Contact Your Councillor
If you don't have time to call your councillor (which is always better), please email ASAP!
You can use our sample letter below to add personal touches and and send it to council in support of the HRM arts and culture sector.
It is vital to be respectful and to copy the following on your email:
- Your Councillor (find them here)
- Mayor Andy Fillmore: mayor@halifax.ca
Please let us know here when you make contact!
THEN ASK YOUR Councillor FOR A FOLLOW UP (VIRTUALLY OR IN PERSON)
- Here's how you find your Councillor
- Ask for a meeting to discuss your concern
- Please let us know here if you get a response!
- If comfortable, and you have the time, take a photo with the Councillor and post it using the messaging we have attached (or your own) with the hashtags provided.
TEMPLATE LETTER
Dear Mayor and Councillors,
My name is
If applied to the Grants to Professional Arts Organizations, a 10% cut would translate to approximately $81,000 in budget reduction for project grants. Hardly worth writing home about in terms of savings in the overall budget. But for the arts organizations that rely on that funding, these cuts are monumental. And as a resident of Halifax, I want you to understand that a vibrant, healthy, appropriately supported arts sector is essential to a good quality of life in this city. Professional arts organizations provide programming that is beneficial to health and wellness, creating a sense of wonder and belonging for all who partake. These programs are not luxuries: they are what makes HRM an exciting, healthy, and vibrant place to live in.

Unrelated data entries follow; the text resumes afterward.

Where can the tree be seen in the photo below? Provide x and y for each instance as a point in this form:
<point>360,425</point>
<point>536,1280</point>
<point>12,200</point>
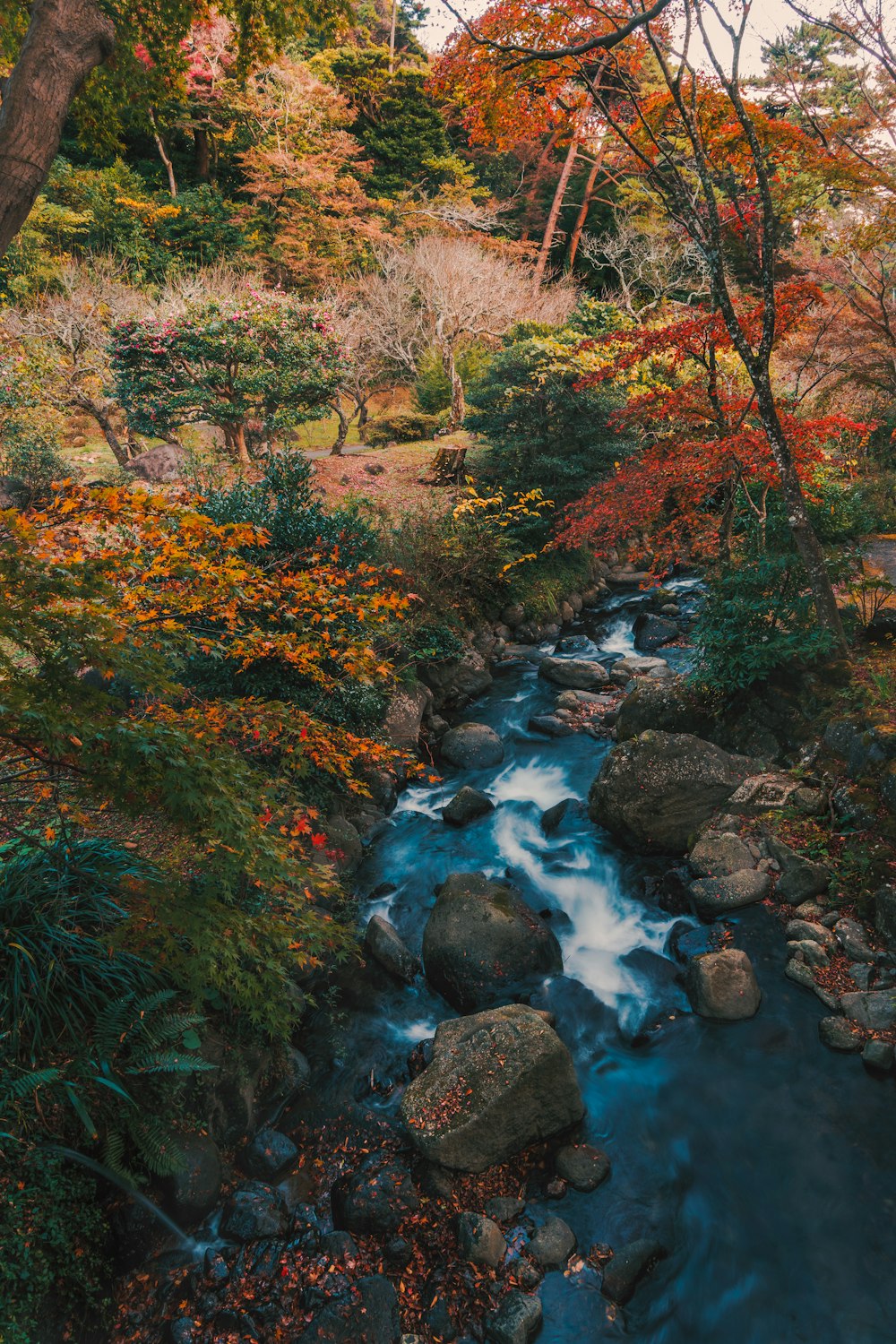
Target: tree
<point>468,292</point>
<point>62,344</point>
<point>263,358</point>
<point>66,39</point>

The arts are not a luxury good. They are a fundamental asset to any city or community. Halifax punches well above its weight, with world-class artists and arts organizations working year round to make excellent experiences for residents and visitors alike, from small theatre companies presenting at The Bus Stop Theatre to Symphony Nova Scotia, from Nocturne to Upstream Music, from Neptune Theatre to the Jazz Festival, from AfterWords Literary Festival to Mocean Dance.
In the most recent Arts Vibrancy Index, Halifax ranked #4 out of 22 metropolitan areas in the census, indicating the impact of the arts sector on a place’s economic growth, yet Halifax is trailing behind with respect to per capita investment in arts funding and HRM Council has yet to achieve its own funding goals set in 2017.
Please do not consider a cut to the arts. Instead, please work with your colleagues on council to appropriately support the professional arts organizations that do so much to bring people together into public spaces; foster social engagement; train our capacity to reflect on meaning (asking “what does this mean?”). The arts exercise our capacity to understand others, ourselves and our relationships between each other and the world at large. In a world of deepening division and the entrenchment of ideologies – both fuelled by social isolation – the arts are an essential antidote. The arts create social cohesion by allowing us to recognize what makes us, us. The Halifax I want to live in includes a rich, diverse, publicly supported thriving arts sector.